Today in Gaimersheim near Ingolstadt, Germany, Audi AG announced the opening of its high-voltage battery project house with the goal of “setting new standards” for lithium-ion batteries intended for its pending Audi e-tron line.
Working with battery cell supplier Panasonic and other companies, Audi has hired around 100 electronics experts, and will continue to create new tech jobs for the 37,700 square-foot facility.
At the “competence center” as it’s also called, Audi will develop and produce prototype and small-series high-voltage batteries plus related hardware and software initially for its R8 e-tron and A1 e-tron fleet batteries.
This, the company says, is part of a manufacturing thrust toward electric mobility in which Audi aims to offer an e-tron model in every automotive segment by 2020.
“The new high-voltage battery project house is another major step toward electric mobility for our company,” says Michael Dick, Member of the Board of Management for Technical Development. “Here we are building up important development and manufacturing expertise for high-voltage batteries with a view to future model series.
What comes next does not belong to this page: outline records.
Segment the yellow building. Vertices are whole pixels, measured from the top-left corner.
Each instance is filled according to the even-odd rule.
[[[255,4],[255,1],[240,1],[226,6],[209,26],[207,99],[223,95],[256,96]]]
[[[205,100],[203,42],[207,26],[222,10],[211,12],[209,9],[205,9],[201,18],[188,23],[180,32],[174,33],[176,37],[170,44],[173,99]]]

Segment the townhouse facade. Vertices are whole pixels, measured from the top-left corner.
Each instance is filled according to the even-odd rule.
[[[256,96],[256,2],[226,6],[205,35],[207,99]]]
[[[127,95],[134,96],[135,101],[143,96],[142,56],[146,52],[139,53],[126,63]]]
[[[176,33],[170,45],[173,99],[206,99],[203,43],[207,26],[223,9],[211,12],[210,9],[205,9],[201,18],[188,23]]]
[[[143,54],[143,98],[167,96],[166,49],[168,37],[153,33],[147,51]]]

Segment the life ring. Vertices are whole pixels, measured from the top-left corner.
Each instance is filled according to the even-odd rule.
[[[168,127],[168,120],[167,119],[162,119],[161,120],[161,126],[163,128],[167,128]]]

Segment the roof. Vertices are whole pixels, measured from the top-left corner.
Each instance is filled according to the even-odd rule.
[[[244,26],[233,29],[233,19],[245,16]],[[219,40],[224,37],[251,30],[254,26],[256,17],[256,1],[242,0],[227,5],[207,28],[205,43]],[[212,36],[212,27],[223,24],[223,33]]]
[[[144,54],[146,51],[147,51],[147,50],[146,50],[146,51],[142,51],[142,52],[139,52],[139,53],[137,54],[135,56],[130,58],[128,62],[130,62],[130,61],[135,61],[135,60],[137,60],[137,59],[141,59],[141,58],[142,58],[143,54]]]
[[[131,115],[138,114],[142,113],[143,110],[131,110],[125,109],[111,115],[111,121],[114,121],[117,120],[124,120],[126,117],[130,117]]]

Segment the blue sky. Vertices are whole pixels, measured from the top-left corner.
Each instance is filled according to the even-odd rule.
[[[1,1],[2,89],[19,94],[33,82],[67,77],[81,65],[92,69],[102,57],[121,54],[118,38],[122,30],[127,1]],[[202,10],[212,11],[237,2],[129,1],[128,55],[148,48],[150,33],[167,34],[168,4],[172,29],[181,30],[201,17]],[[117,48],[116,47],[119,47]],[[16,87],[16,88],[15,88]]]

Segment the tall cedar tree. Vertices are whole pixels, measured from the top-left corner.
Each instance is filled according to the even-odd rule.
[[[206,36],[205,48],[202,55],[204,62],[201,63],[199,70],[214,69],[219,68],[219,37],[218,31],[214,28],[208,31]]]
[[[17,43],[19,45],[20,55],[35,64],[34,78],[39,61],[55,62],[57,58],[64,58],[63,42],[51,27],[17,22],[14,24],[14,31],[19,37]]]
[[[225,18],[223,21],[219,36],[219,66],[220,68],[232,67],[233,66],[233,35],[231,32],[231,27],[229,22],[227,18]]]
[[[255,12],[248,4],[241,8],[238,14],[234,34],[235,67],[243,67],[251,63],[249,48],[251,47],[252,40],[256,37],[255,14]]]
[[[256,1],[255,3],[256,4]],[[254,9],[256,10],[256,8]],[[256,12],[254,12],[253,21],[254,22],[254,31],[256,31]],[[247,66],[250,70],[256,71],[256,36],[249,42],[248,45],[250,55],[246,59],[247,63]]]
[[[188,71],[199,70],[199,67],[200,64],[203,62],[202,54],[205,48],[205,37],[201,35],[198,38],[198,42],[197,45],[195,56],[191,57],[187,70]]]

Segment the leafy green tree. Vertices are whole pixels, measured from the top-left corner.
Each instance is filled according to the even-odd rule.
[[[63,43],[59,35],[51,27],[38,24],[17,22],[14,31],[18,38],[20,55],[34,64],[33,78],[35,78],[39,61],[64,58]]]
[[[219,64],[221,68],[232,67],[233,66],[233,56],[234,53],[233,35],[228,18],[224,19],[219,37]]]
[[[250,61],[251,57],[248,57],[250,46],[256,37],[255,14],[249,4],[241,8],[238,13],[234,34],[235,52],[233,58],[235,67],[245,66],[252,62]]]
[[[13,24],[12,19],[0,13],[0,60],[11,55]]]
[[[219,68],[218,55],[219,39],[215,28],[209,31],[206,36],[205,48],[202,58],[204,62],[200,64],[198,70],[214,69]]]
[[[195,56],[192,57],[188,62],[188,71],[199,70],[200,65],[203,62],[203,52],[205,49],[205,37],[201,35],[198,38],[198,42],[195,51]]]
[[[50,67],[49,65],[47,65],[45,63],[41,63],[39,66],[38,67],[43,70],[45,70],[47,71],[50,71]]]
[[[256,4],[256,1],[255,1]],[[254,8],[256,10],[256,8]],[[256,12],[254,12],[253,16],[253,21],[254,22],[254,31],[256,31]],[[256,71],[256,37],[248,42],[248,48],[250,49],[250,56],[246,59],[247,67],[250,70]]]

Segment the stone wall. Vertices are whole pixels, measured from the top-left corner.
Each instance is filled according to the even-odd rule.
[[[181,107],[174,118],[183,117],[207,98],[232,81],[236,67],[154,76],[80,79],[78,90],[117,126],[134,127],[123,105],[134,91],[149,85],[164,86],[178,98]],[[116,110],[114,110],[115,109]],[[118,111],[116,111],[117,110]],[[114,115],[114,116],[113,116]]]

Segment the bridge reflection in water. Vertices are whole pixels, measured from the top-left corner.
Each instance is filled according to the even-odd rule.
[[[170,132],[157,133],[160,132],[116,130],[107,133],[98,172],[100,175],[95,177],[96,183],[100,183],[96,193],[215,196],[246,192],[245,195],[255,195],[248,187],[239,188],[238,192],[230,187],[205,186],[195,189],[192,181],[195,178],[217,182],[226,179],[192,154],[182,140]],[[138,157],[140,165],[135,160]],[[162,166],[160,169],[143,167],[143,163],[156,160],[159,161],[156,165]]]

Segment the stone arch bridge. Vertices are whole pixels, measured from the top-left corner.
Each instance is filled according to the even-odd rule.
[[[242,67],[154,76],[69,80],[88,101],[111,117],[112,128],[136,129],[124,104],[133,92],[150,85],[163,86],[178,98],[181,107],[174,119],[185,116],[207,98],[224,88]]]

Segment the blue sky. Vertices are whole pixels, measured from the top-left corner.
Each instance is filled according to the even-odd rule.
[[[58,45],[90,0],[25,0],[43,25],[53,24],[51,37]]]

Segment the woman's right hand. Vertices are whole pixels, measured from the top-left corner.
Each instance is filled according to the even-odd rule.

At the same time, we are ensuring that they meet Audi’s exacting quality requirements.”
By collaborating and producing in-house, Audi says it will secure new jobs through new business segments while also creating a visible symbolic bridge traversing the gap toward the electrification of the automobile.
“The close collaboration in the high-voltage battery project house paves the way for
efficient, sustainable series production of electric cars,” said Frank Dreves,
Member of the Board of Management for Production. “New technologies constitute
new areas of value creation for Audi. Production must be involved right from the initial
product cycle in order to move to series production quickly and reliably.”
Construction of the new project house located 1.2 miles from Audi’s main Ingolstadt plant began April 2010 and the company says a major priority is the safety for those working there, while ensuring high quality and presumably also, cost-effectiveness.